Hafta sonu Fahrettin Aslan’ın oğlu Sacit Aslan’ın “Bir Masada İki Kral Olmaz/Kırmızı Kedi Yayınevi” kitabını okudum. 180 sayfada, iş, sanat, siyaset, kabadayı dünyasındaki aktörlerine ve ‘sır’ ilişkilere tanık oldum. (1960-2000 yılları) 1. MİT Raporu’nda (1984) ismi geçen ve dönemin İstanbul Emniyet Müdürü Şükrü Balcı adına ‘para topladığı” iddiasıyla 11 ay hapis yatan Fahrettin Aslan’ın, polis, asker, mafya, sanat dünyasında aldığı rol...

Sacit Aslan


Oğlu Sacit Aslan’ın tanıklığı!

Örneğin... 1980’ler... Türkiye’de döviz bulundurma yasaklarının olduğu bir dönem. 100 dolardan fazlası dışarı çıkarılamıyordu. Ülkede o kadar fabrika, işletme çalışıyor. Hammadde alması lazım, malı satması lazım, ticaret için anlaşma yapması lazım vs... Bu şartlarda işler nasıl ilerleyecek? Bunun için de düzenek kurulmuş; simsarlar vardı. Bir ayağı Türkiye’de; buradan parayı alıyordu. Diğer ayağı da İsviçre’de; oraya giden işadamına parasının döviz karşılığı veriliyordu.
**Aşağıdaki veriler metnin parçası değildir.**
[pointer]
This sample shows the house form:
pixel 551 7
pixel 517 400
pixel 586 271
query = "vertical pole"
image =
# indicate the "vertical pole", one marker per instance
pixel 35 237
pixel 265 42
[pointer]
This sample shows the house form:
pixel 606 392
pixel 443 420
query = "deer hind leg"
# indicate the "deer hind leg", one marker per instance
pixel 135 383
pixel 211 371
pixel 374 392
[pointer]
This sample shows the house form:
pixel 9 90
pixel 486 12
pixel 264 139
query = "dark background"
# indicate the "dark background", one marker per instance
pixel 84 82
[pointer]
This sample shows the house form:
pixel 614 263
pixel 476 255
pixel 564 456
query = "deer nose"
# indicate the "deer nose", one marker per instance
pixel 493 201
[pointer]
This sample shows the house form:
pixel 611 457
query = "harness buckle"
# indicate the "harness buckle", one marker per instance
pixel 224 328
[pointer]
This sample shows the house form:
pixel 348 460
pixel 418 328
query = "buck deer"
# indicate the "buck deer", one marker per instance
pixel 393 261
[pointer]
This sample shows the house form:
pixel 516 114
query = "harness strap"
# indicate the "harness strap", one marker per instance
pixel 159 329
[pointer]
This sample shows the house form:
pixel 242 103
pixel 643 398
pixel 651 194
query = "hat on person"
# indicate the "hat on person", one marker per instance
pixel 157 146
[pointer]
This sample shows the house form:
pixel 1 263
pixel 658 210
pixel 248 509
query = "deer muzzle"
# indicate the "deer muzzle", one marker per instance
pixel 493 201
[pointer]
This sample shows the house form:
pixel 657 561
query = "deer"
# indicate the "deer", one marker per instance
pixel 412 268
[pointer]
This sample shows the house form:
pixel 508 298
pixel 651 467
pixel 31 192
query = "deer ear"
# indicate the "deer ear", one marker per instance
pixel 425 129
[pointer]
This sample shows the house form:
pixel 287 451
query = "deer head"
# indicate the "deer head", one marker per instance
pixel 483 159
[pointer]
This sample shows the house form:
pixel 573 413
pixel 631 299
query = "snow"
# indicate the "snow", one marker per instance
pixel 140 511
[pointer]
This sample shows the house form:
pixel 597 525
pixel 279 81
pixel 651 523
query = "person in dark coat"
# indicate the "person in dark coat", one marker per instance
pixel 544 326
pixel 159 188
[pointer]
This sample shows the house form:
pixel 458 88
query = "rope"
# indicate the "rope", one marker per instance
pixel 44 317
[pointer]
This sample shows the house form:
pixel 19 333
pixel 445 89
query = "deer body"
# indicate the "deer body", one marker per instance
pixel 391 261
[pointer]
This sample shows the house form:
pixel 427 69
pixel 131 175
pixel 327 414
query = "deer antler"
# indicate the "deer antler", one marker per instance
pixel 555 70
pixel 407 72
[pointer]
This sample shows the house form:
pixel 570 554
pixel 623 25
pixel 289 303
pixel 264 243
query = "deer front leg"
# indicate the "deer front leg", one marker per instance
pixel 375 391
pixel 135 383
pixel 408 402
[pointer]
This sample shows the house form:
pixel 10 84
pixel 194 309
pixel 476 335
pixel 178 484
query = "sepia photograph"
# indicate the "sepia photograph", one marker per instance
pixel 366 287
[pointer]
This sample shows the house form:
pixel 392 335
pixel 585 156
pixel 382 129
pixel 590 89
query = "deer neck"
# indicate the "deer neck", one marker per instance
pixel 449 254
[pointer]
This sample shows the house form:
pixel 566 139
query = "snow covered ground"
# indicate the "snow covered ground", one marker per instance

Bu simsarların bu işlemlerden kazançları da büyük oluyordu. Ülkedeki önemli sanayiciler simsarlarla bu işlemleri yapmak zorunda kaldılar.

Şükrü Balcı


İstanbul Emniyet Müdürü Şükrü Balcı bu listeyi ele geçirmiş.

Kim ne kadar döviz aldı, nasıl aldı hepsini biliyordu... Operasyon düzenleyip, sorumluların yargılanması için harekete geçmesini bekleyenler yanıldı. Şükrü Balcı, listeyi aldı ve Fahrettin Aslan’ın yanına geldi. “Bunlardan şu kadar para toplayacaksın, bunun şu kadarı senin bu kadarı benim” diye plan, pazarlık yaptılar.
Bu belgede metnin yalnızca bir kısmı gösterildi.